Einer davon ist der Schlüssel zur Funktionsweise von ChatGPT und den meisten im Web verfügbaren KI-Agenten: LLMs. In diesem Artikel werden wir im Detail untersuchen, wie dieses Konzept die künstliche Intelligenz und unsere Welt revolutioniert hat.
Was sind Large Language Models (LLMs)?
Large Language Models (LLMs, Large Language Models, auf Portugiesisch) sind Algorithmen für Tiefes Lernen (Deep Learning, auf Portugiesisch) in der Lage, eine Reihe von Aufgaben auszuführen Verarbeitung natürlicher Sprache (Verarbeitung natürlicher Sprache, auf Portugiesisch).
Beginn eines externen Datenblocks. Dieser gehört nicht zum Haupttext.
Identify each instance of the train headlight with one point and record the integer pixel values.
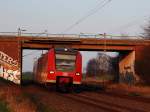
(77, 74)
(51, 72)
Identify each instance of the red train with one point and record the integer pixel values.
(59, 65)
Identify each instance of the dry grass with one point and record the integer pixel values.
(131, 90)
(15, 101)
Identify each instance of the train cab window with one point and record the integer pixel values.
(65, 62)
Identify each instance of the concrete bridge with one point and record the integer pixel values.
(134, 56)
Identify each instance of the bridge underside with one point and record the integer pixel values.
(133, 60)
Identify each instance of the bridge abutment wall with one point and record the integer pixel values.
(10, 60)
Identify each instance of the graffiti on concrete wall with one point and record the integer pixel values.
(9, 69)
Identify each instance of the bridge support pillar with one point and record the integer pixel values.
(127, 67)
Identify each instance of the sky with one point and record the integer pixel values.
(55, 16)
(119, 16)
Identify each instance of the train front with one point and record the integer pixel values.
(66, 68)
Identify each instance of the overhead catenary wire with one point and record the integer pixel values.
(90, 13)
(31, 53)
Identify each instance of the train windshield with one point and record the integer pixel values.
(65, 62)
Puh, so viele Akronyme, oder?
LLMs verwenden Transformer-Modelle und werden anhand riesiger Datensätze trainiert. Einige Beispiele für beliebte Datensätze sind: LAION-2B-de, CCAW-Erweiterung e WikiText-103. Ein Transformer-Modell mag wie ein Roboter erscheinen, der sich in ein Auto verwandelt, im Bereich der KI ist es jedoch die gängigste Architektur für ein LLM.
Der Transformator besteht aus einem Encoder (Encoder, auf Portugiesisch) und ein Decoder (Decoder, auf Portugiesisch). Grundsätzlich ist der Encoder dafür verantwortlich, die Wörter eines Satzes oder Textes in kleine Teile, sogenannte Token, zu zerlegen, und der Decoder führt mathematische Operationen durch, um Beziehungen zwischen diesen Token zu identifizieren.
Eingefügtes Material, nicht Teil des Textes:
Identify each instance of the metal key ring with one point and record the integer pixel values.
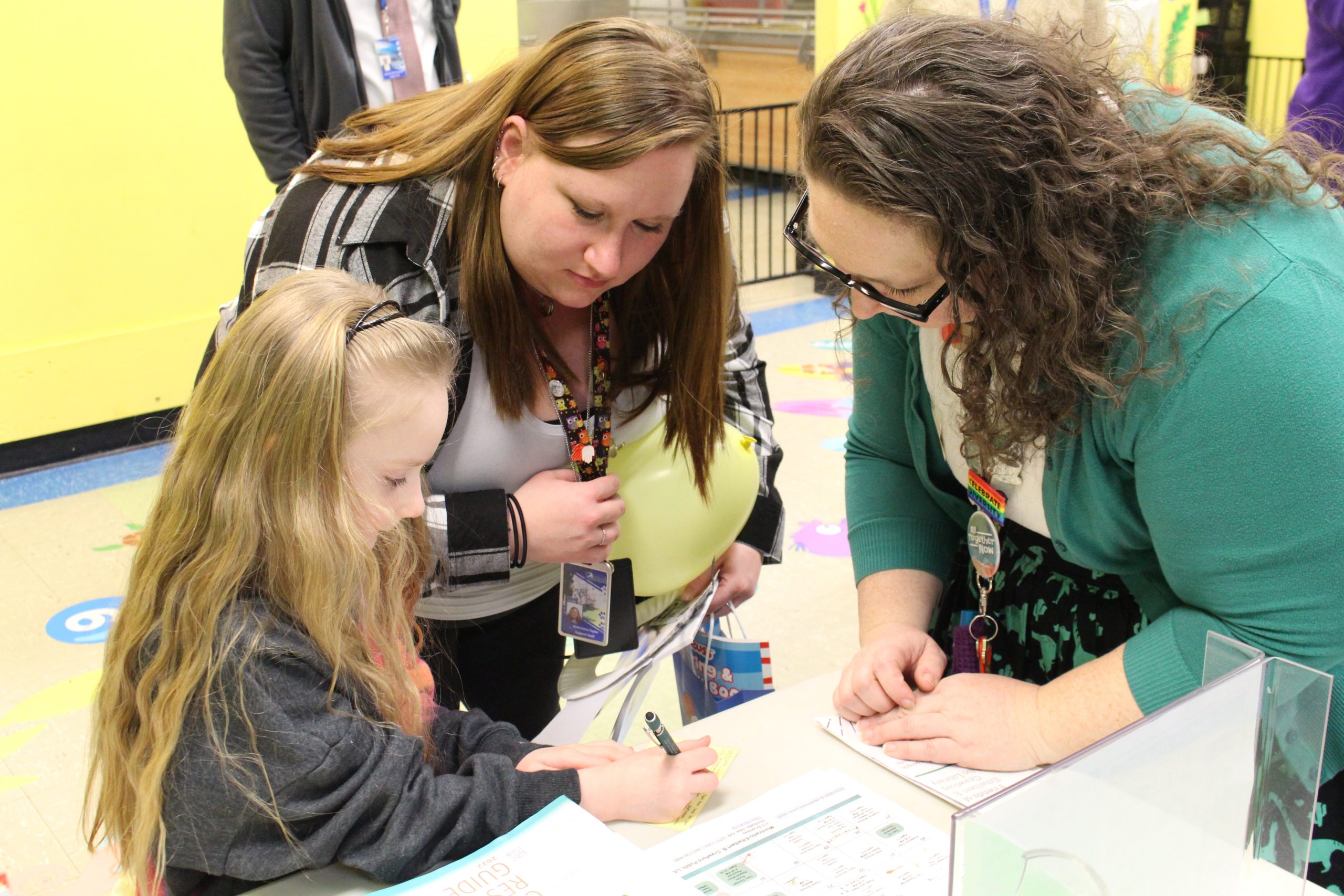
(984, 616)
Der große Unterschied zwischen Transformatoren und der vor Jahren verwendeten Architektur, LSTM (Langes Kurzzeitgedächtnis, oder Long Short Term Memory), besteht darin, dass Transformatoren mit Selbstaufmerksamkeitsmechanismen arbeiten, d. h., sie sind in der Lage, schneller zu lernen, wenn sie Teile eines Satzes oder sogar seinen Kontext berücksichtigen, um Vorhersagen zu generieren.
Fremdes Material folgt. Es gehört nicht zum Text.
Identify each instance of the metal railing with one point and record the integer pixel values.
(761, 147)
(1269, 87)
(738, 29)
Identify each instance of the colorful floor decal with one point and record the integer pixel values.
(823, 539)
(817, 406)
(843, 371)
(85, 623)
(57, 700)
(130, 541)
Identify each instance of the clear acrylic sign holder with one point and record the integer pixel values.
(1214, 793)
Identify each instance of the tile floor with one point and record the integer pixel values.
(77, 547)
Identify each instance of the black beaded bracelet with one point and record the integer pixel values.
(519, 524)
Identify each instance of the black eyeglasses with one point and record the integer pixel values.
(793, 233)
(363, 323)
LLMs sind vielseitige KI-Systeme, die neben der Verarbeitung menschlicher Sprache auch andere Aufgaben wie die Analyse von Proteinstrukturen und die Generierung von Programmcode übernehmen können. Um effizient zu funktionieren, erfordern LLMs ein Vortraining und eine sorgfältige Feinabstimmung, um Funktionen wie Textklassifizierung, Zusammenfassung und Beantwortung von Fragen zu bewältigen, was sie für Branchen wie das Gesundheitswesen, das Finanzwesen und die Unterhaltungsbranche wertvoll macht.
Schlüsselkomponenten
LLMs bestehen aus mehreren Schichten neuronaler Netzwerke. In einem neuronalen Netzwerk (Neurales Netzwerk, auf Englisch), wird grundsätzlich eine Variable als Eingabe verwendet, von einer oder mehreren Schichten mit unterschiedlichen Gewichtungen und mathematischen Gleichungen verarbeitet und ein Ausgabewert erzeugt.
Der erste Typ neuronaler Netzwerke, der in LLMs vorhanden ist, ist die Einbettungsschicht (Einbettungsschicht, auf Englisch). Es ist für den Einbettungsprozess verantwortlich und erfasst die Semantik und syntaktische Bedeutung der Eingabe, damit das Modell den Kontext verstehen kann.
Dann haben wir die Feedforward-Schicht (FFN, Feedforward Network, auf Englisch), die aus mehreren miteinander verbundenen Schichten besteht, die die eingebetteten Eingaben transformieren. Dabei ermöglichen diese Schichten dem Modell, Abstraktionen höherer Ebene zu erfassen, d. h. die Absicht des Benutzers mit der Texteingabe zu verstehen.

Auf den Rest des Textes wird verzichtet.